Jones now sails as an officer.

Coping with notoriety

For the first four days after the crash, Hazelwood walked freely around Valdez, his face not yet familiar to the news crews that swarmed the coast. But when he got to Seattle-Tacoma International Airport, to catch a connecting flight home, his picture was staring back at him from the front page of The New York Times.

"I started living my life in the third person," he said. "It was a picture of me, but it really wasn't me. This couldn't happen to me."
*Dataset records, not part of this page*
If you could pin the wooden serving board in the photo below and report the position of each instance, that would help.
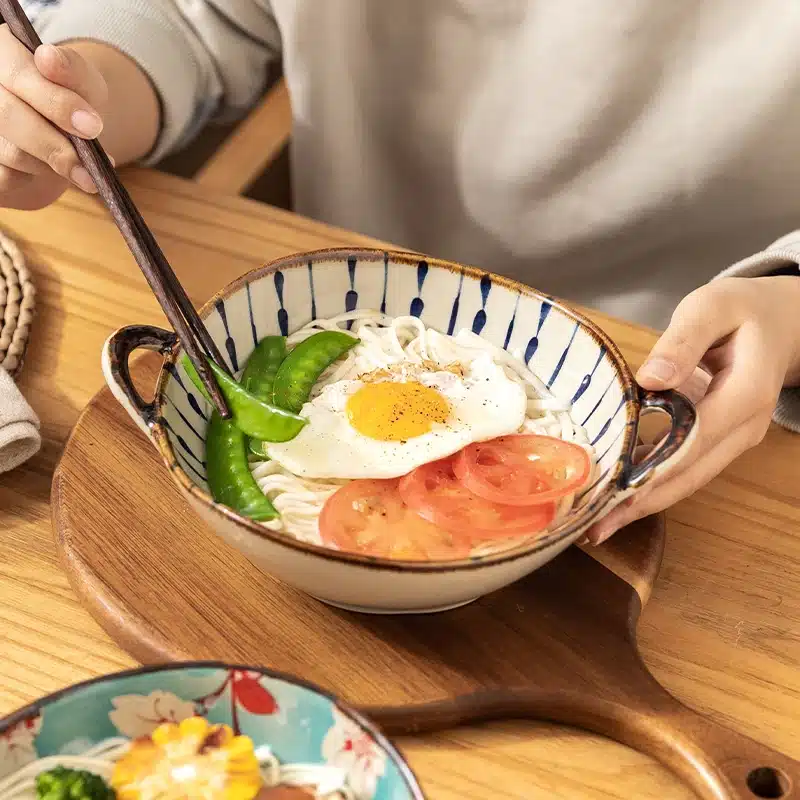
(559, 645)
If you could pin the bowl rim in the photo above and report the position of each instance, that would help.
(537, 544)
(37, 706)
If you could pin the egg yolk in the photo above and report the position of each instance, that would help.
(396, 412)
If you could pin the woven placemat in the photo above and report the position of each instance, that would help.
(17, 305)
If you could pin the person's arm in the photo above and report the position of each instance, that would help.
(781, 258)
(732, 346)
(185, 63)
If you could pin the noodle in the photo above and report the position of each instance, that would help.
(386, 341)
(329, 782)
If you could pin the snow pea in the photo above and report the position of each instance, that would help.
(259, 373)
(228, 471)
(301, 369)
(256, 418)
(258, 378)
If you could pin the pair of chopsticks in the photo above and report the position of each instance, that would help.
(151, 260)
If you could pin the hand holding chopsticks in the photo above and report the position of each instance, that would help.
(151, 260)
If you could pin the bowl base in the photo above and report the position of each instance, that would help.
(394, 611)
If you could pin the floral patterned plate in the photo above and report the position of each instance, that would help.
(300, 722)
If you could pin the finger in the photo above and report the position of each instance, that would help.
(11, 180)
(14, 158)
(68, 68)
(61, 106)
(30, 132)
(682, 485)
(700, 321)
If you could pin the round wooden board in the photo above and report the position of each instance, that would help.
(558, 645)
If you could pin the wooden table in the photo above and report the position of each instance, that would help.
(722, 630)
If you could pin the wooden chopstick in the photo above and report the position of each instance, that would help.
(151, 260)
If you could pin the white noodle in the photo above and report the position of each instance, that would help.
(386, 341)
(330, 783)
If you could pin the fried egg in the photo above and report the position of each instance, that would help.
(387, 423)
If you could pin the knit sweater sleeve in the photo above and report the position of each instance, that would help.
(205, 58)
(780, 258)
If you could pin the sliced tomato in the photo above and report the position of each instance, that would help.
(523, 470)
(369, 517)
(436, 494)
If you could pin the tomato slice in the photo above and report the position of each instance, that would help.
(370, 518)
(523, 470)
(436, 494)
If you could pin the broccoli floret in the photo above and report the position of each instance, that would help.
(62, 783)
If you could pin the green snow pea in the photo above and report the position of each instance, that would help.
(252, 416)
(301, 369)
(228, 471)
(258, 378)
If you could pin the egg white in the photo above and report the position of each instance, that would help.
(484, 404)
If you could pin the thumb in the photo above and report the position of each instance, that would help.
(68, 68)
(700, 321)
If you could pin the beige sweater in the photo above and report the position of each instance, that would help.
(618, 154)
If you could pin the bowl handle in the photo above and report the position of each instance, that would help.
(683, 415)
(116, 355)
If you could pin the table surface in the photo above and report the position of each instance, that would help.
(721, 631)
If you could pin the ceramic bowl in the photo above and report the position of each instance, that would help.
(301, 723)
(570, 354)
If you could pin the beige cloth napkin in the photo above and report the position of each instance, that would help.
(19, 426)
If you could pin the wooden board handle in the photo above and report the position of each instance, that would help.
(718, 763)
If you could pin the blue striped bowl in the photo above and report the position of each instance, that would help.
(576, 360)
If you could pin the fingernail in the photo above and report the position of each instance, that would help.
(83, 180)
(657, 369)
(87, 123)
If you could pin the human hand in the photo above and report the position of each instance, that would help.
(731, 346)
(42, 95)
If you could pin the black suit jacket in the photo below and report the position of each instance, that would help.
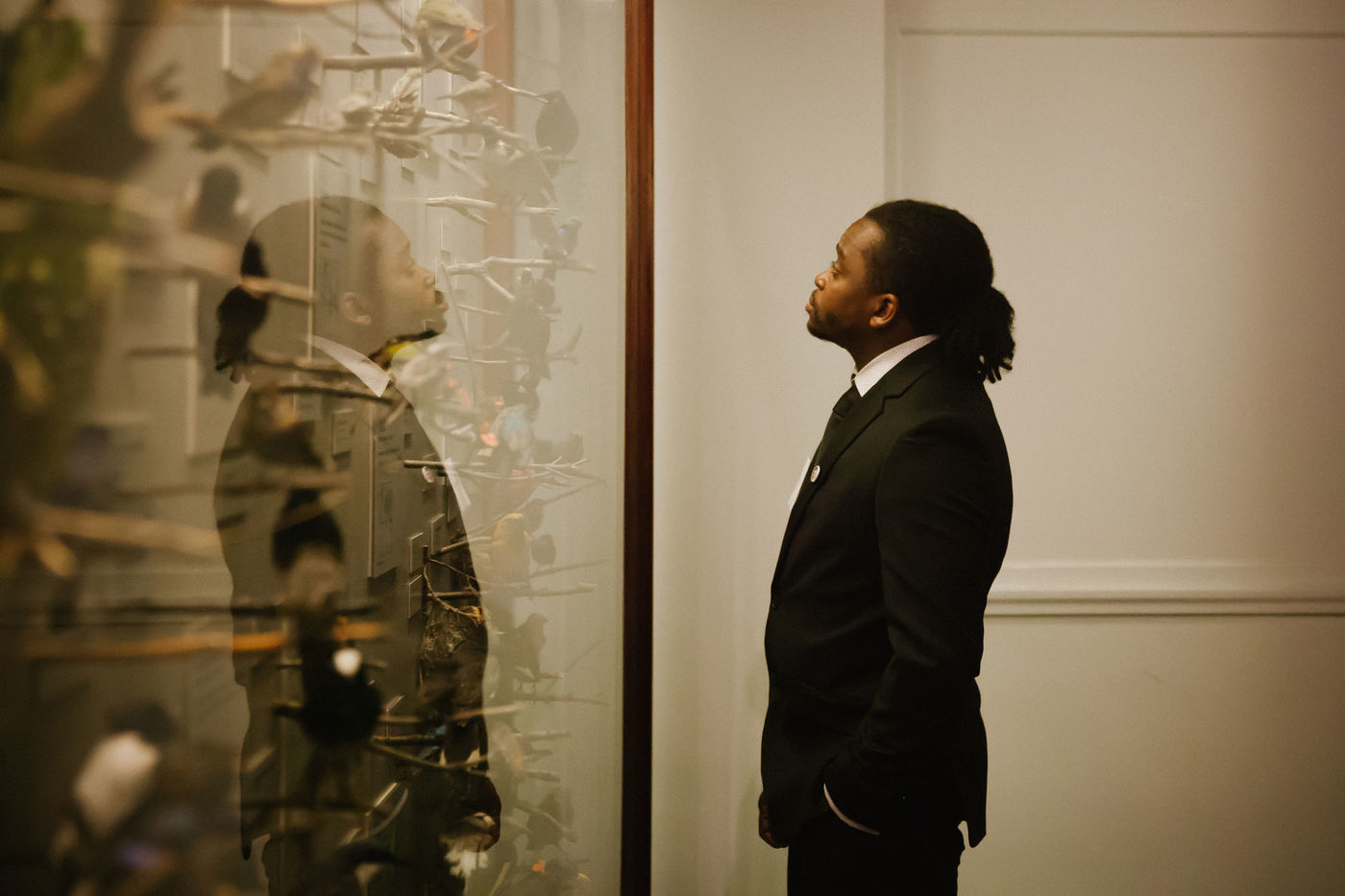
(876, 626)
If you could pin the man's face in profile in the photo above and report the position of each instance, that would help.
(400, 294)
(838, 308)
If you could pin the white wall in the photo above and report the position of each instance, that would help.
(769, 141)
(1162, 191)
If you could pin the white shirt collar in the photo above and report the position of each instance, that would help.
(876, 369)
(365, 370)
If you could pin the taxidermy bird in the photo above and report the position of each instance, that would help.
(448, 36)
(272, 96)
(340, 705)
(214, 206)
(448, 17)
(557, 128)
(522, 647)
(517, 173)
(567, 240)
(507, 552)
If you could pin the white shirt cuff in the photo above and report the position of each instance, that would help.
(843, 815)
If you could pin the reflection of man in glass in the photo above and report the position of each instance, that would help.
(359, 557)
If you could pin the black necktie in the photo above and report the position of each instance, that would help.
(844, 403)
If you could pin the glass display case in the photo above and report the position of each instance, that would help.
(325, 406)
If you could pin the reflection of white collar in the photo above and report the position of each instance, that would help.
(366, 370)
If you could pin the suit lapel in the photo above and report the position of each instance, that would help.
(868, 409)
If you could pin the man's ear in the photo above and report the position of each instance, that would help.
(354, 308)
(885, 309)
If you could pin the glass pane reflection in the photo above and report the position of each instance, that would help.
(311, 375)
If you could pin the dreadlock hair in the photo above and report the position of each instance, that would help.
(279, 249)
(938, 265)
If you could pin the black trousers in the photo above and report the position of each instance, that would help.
(917, 856)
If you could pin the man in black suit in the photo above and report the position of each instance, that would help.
(873, 748)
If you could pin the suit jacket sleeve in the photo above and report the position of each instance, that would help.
(941, 509)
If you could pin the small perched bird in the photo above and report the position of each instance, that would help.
(522, 646)
(450, 36)
(447, 17)
(557, 128)
(508, 553)
(272, 96)
(517, 173)
(544, 550)
(214, 206)
(340, 705)
(567, 240)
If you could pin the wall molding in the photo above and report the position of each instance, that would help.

Death threats came by mail and phone to his Long Island home. Hearings and trials followed in a blur.

Now he commutes home by train, an hour each way. On a winter's day, when the trees are bare, he and his wife of 29 years can see Long Island Sound a half-mile away. Though Georgia-born, he grew up nearby and the sea has long been a good friend.

Since navigating Long Island Sound as a child, Hazelwood has been a sailor. He started with Exxon in 1968, as a third mate, fresh out of the state maritime academy. If a decent company came calling, he would be happy to sail again as a regular officer.

Friends say he is a careful skipper. In 1979, off Vancouver Island, furious seas swamped his fully loaded tanker. Green water flattened fire stations and broke through the windows on the bridge.

Hazelwood steadied the ship without spilling a drop of cargo.